Julia tells Holmes that she is pregnant, and that they must marry. Holmes pretends to be overjoyed, though he tells Julia that she must have an abortion, which he sets for Christmas Eve. Because having a child out of wedlock is shocking at the time, Holmes now exercises complete power over Julia. Julia agrees to the abortion, and puts her daughter to bed on Christmas Eve, saying that she’ll see her tomorrow.
Holmes brings Julia to his basement, where he uses chloroform to murder her. Before dying, Julia struggles to break free, which Holmes finds extremely arousing. The next day, Christmas, the Crowe family, which lives in Holmes’s building, is surprised that Julia and her daughter are not present. Holmes tells them that Julia and her child have gone away to Davenport, Iowa.
Holmes enjoys struggle, and thus Julia’s death is enormously pleasurable to him. He finds lying easy, and when he tells the Crowes that Julia is gone, he convinces them. The Crowes, for their part, would rather believe that Julia has left suddenly than believe that she is dead — the very strangeness of Holmes’s actions are his alibi.
Holmes summons his associate, Charles Chappell, and shows him the corpse of an unusually tall woman.
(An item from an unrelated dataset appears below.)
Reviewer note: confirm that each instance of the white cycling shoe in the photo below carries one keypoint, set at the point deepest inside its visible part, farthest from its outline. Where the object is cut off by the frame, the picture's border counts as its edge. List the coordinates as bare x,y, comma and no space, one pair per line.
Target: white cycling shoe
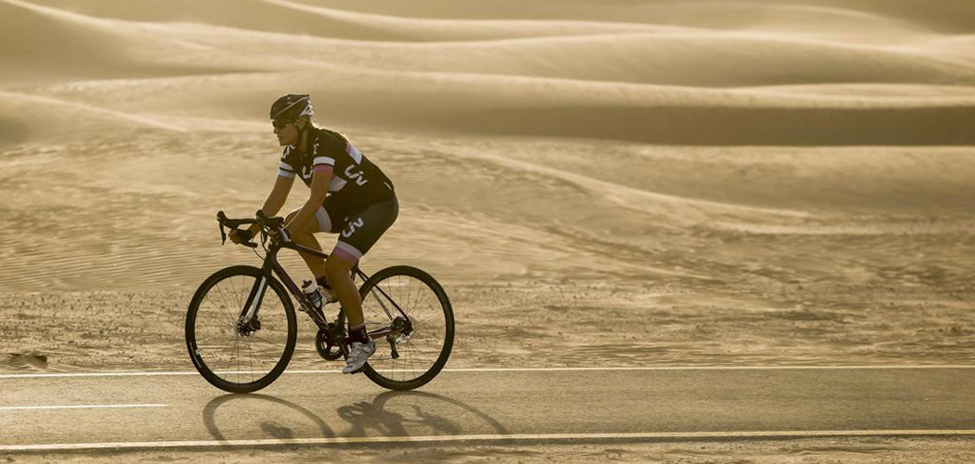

He explains that corpses are in short supply, and that doctors need them to learn their craft. At the time, doctors are indeed desperate for corpses and skeleton, ignoring the source of these bodies. Chappell isn’t puzzled by the presence of the woman’s corpse, since he knows Holmes is a doctor. He takes the corpse and, on Holmes’s request, removed the skin and muscle. Holmes sells the skeleton to a medical school for a large sum.
Though Chappell doesn’t realize it, the corpse is that of Julia, the woman Holmes has just killed. Chappell doesn’t think twice about the corpse’s identity; he is, in many ways, a typical professional: he doesn’t ask too many questions, and his need for money trumps his curiosity and suspicion. Yet he has also just been given a dead body, and asks no questions! His lack of care or curiosity is outrageous, and yet only an exaggerated version of everyone else’s lack of care or curiosity.
A new family, the Doyles, moves into Julia’s old room, where they see her possessions still laid out. Holmes explains that Julia’s sister has fallen ill, and that she and her daughter have left the city. Later on, Holmes will say that Julia pretended to go to Iowa to confuse her husband, Ned, but actually went elsewhere. He will also say that he was never romantically involved with Julia, and that she never got an abortion.
Holmes pretends that Julia is the deceptive, untrustworthy one, lying about where she was traveling, when in fact it is Holmes himself who excels as lying and deceiving. The simplicity of his lies is almost disturbing — after the ugly, complex process of killing Julia and selling the skeleton, lying is the easy part for him.